Desde o século XIX, quando Gustave Le Bon diagnosticou a formação da


multidão e sua legitimação como novo poder da Idade Moderna, denunciou o
surgimento de uma energia forte e emergente que influenciou a vida social e política no
contexto caótico. Devido essa forte necessidade de comunicação entre seres humanos,
os instrumentos comunicacionais com longo alcance chegam para um grande número de
pessoas simultaneamente, por isso foram caracterizados enquanto instrumento de massa.
Os meios de comunicação, principalmente em períodos de conflito, são explorados para
alcance de interesses políticos, no contexto da guerra era algo confuso para toda
população que estava vivenciando aquelas catástrofes.

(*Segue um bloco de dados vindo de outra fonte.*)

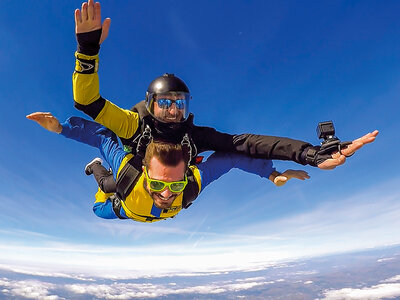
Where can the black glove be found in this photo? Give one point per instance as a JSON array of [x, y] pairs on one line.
[[88, 42]]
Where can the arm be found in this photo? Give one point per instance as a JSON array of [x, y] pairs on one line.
[[280, 179], [270, 147], [90, 34], [220, 163]]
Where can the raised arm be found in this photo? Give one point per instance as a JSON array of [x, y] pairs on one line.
[[220, 163], [87, 132], [276, 148], [90, 33]]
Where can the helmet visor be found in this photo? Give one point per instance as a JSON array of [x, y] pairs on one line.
[[171, 107]]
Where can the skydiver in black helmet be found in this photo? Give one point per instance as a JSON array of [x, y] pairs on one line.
[[165, 111]]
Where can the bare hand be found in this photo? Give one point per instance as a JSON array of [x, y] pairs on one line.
[[89, 19], [289, 174], [46, 120], [340, 158]]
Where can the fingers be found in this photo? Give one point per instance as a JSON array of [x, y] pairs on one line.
[[38, 115], [333, 162], [299, 174], [78, 17], [88, 18], [358, 143], [91, 9], [84, 11], [97, 11]]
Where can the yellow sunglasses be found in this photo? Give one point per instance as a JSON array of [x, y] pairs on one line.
[[159, 185]]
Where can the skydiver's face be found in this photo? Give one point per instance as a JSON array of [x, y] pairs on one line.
[[172, 114], [156, 170]]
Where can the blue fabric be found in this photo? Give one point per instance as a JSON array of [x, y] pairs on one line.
[[95, 135], [220, 163], [155, 211]]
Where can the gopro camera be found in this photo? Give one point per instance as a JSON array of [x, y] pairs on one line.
[[325, 130], [330, 143]]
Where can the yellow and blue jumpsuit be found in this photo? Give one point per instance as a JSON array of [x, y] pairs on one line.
[[138, 205]]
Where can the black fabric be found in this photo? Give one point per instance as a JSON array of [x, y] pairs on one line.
[[191, 190], [207, 138], [104, 178], [93, 109], [88, 66], [117, 206], [88, 42]]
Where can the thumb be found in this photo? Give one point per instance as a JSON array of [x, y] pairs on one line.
[[104, 29]]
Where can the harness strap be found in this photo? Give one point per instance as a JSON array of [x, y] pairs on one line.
[[132, 170], [191, 190], [116, 202]]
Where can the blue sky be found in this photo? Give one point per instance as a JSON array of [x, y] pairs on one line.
[[265, 67]]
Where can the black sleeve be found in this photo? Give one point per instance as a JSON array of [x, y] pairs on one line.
[[257, 146]]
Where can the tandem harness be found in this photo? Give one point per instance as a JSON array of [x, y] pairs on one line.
[[131, 172]]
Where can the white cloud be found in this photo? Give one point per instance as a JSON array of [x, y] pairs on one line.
[[375, 292], [31, 289], [130, 290]]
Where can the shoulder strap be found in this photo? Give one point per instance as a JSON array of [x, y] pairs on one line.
[[128, 176], [132, 170]]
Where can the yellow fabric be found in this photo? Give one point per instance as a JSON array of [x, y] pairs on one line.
[[86, 89], [85, 86]]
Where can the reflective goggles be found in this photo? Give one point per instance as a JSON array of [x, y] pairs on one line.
[[166, 103], [159, 185]]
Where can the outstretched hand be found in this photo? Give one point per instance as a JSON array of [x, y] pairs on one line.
[[89, 19], [46, 120], [289, 174], [340, 158]]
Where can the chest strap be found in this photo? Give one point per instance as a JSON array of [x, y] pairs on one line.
[[132, 170]]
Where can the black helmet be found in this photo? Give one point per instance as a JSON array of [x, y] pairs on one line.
[[165, 91]]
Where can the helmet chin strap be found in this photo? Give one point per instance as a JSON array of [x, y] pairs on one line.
[[186, 146]]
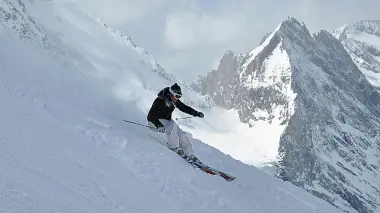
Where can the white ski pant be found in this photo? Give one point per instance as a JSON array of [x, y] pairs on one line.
[[177, 137]]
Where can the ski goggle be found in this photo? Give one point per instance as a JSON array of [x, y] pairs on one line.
[[176, 95]]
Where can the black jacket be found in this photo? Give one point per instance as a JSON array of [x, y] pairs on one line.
[[163, 107]]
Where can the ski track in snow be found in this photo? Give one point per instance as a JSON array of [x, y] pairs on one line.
[[64, 146]]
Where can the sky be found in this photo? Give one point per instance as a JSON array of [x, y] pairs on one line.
[[189, 37]]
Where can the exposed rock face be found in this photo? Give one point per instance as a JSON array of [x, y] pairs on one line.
[[330, 111]]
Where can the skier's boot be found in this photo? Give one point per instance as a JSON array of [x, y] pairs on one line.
[[180, 151], [193, 159]]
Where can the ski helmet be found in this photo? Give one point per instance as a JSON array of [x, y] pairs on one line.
[[175, 90]]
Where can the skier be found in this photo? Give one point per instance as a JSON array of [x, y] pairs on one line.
[[160, 120]]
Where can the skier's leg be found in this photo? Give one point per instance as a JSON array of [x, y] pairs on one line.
[[171, 130], [184, 142]]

Conforme os meios de comunicação de massa evoluíram, desenvolvera sua
linguagem e, portanto, sofreram um aumento na complexidade das relações sociais e
relações de poder. Antonio Negri e Michael Hardt compreendem que os conceitos
existentes para compreensão das multidões não estavam dando conta da complexidade
das dinâmicas, relações e suas características. Diante disso, Negri compreende a
multidão enquanto um conjunto de corpos múltiplos, singulares, que se unem para fazer
valer seus interesses, reivindicações, ela se torna sujeito e produto da prática coletiva. A
multidão agente é uma potência que pode enfraquecer o poder dos soberanos.

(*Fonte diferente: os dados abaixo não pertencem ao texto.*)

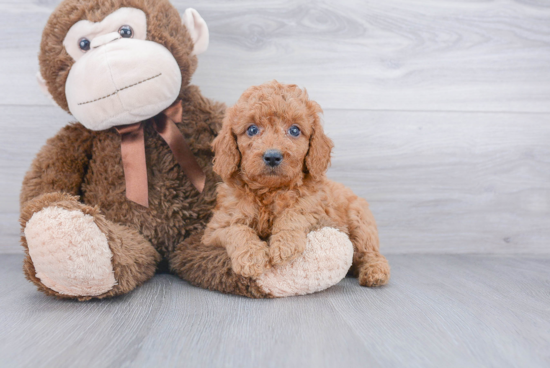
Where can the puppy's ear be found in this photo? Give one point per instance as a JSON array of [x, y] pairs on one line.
[[320, 147], [227, 156]]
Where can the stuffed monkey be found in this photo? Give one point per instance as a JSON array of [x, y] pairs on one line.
[[106, 198], [131, 182]]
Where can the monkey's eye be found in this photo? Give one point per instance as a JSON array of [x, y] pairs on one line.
[[84, 44], [126, 31], [252, 130], [294, 131]]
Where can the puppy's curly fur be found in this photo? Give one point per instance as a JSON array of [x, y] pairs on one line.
[[265, 212]]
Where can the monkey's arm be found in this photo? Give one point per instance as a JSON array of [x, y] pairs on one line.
[[60, 165]]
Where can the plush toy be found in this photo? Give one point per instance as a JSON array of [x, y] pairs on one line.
[[108, 197], [132, 182], [280, 227]]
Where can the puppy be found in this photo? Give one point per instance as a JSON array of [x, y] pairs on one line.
[[272, 154]]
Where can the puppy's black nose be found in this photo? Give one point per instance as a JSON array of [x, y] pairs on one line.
[[273, 158]]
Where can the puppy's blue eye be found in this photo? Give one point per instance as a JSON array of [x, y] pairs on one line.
[[84, 44], [252, 130], [294, 131]]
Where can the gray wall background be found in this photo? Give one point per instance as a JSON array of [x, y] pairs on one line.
[[439, 109]]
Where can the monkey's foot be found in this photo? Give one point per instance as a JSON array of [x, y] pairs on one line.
[[324, 263], [71, 255]]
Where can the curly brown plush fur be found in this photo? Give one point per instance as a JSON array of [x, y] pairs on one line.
[[263, 213], [81, 170]]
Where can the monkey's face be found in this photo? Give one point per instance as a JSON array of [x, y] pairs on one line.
[[119, 74]]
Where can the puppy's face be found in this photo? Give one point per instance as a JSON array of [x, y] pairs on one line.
[[272, 138], [273, 147]]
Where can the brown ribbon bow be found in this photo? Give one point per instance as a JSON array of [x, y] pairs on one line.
[[133, 153]]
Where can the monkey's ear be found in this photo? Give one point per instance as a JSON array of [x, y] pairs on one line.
[[197, 29], [44, 87]]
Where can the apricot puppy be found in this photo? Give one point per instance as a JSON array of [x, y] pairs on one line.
[[272, 154]]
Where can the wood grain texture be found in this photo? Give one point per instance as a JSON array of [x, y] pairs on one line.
[[437, 311], [414, 55], [437, 182], [439, 109]]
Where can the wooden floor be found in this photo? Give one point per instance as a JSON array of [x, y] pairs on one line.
[[439, 110], [440, 113], [438, 311]]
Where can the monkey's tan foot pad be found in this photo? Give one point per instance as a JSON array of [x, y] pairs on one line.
[[70, 253], [325, 262]]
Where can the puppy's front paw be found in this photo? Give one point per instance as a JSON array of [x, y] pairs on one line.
[[286, 247], [374, 274], [251, 261]]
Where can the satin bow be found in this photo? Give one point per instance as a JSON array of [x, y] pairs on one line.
[[133, 153]]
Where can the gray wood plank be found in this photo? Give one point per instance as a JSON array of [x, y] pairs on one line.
[[451, 311], [395, 55], [437, 182]]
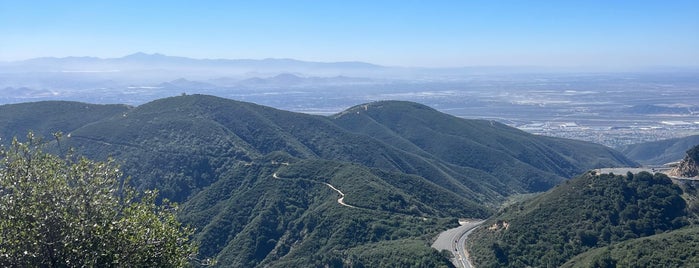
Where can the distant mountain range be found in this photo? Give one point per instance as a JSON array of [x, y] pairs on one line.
[[261, 185]]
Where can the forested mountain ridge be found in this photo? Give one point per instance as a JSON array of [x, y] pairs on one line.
[[254, 180], [660, 152], [47, 117], [588, 212]]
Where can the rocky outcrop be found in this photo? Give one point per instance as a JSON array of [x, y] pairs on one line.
[[688, 167]]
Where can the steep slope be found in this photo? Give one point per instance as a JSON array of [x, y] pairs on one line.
[[527, 161], [671, 249], [689, 166], [255, 181], [280, 212], [660, 152], [584, 213], [47, 117]]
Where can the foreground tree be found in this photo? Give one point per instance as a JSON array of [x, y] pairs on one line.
[[58, 212]]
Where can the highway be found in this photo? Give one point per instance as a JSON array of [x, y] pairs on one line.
[[454, 240]]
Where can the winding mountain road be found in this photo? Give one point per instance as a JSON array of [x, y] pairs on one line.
[[454, 240], [341, 200]]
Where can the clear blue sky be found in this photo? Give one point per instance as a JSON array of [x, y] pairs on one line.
[[398, 33]]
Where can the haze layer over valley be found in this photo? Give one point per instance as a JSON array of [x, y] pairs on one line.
[[611, 108]]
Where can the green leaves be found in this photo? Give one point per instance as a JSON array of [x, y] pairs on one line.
[[65, 212]]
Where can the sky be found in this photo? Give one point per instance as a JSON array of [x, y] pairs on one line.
[[412, 33]]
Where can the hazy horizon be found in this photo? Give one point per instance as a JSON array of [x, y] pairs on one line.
[[610, 35]]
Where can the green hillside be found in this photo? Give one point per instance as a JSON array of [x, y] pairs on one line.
[[407, 172], [47, 117], [660, 152], [524, 160], [671, 249], [591, 211]]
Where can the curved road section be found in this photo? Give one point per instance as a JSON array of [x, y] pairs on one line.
[[454, 240]]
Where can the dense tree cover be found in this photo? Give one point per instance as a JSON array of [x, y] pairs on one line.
[[407, 181], [60, 212], [672, 249], [254, 219], [584, 213], [47, 117], [660, 152]]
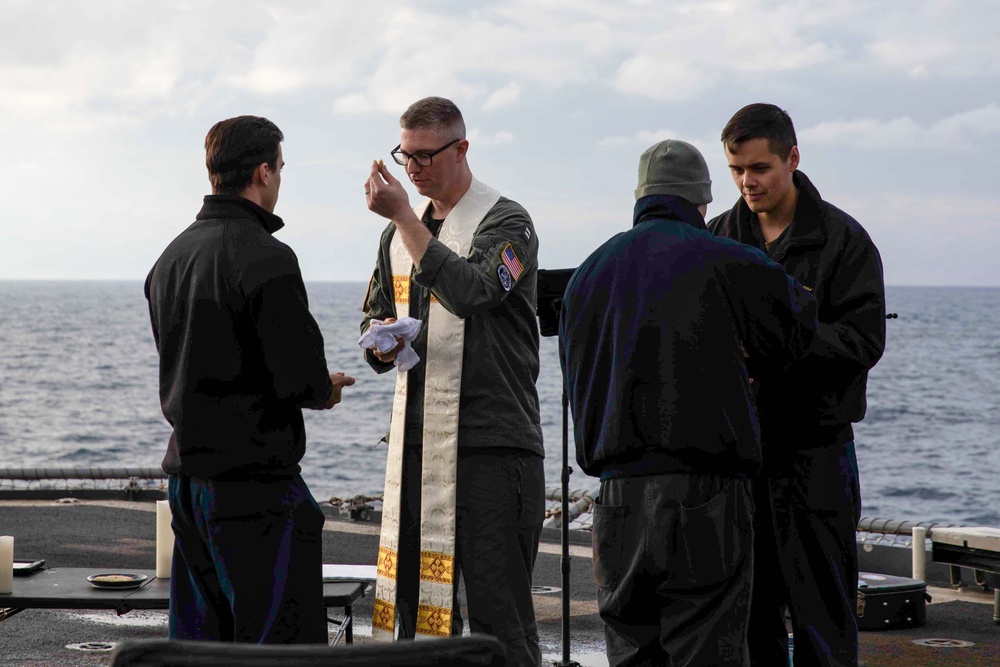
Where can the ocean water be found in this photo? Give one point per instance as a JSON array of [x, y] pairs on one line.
[[78, 388]]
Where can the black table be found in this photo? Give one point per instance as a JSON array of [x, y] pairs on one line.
[[68, 588]]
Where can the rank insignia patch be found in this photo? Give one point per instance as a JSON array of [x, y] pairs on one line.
[[511, 261]]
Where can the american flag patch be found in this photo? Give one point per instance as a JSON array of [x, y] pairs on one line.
[[512, 263]]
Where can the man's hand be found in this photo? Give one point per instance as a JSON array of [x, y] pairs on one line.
[[390, 356], [386, 195], [339, 381]]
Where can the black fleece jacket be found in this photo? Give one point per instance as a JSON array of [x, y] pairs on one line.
[[813, 403], [240, 355], [652, 335]]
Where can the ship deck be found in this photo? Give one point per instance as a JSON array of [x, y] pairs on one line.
[[113, 535]]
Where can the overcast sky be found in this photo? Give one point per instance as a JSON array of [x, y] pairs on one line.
[[104, 107]]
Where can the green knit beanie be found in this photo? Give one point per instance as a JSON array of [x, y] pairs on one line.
[[677, 168]]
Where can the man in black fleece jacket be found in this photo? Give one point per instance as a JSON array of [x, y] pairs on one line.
[[655, 330], [240, 356], [808, 496]]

Portanto, podemos enfatizar que desde o século XIX existe um aglomerado de
indivíduos que se unem para reivindicar e até hoje possui um determinado poder social
e político. O que muda na constituição das multidões em seu início e a multidão na
modernidade é principalmente a consciência desse poder e resistência, além disso, o
desenvolvimento do pensamento crítico e individualista foi se agravando
gradativamente. Na sociedade atual temos um modelo de meio de comunicação de
massa no qual esses indivíduos são participantes, então exerce também um impacto na
forma como o homem na modernidade atua socialmente. O fenômeno de
democratização da internet não só contribuiu para que o espectador fosse ouvido e
tivesse voz ativa na produção audiovisual, como também contribui para alienar na
tentativa de padronização dos indivíduos.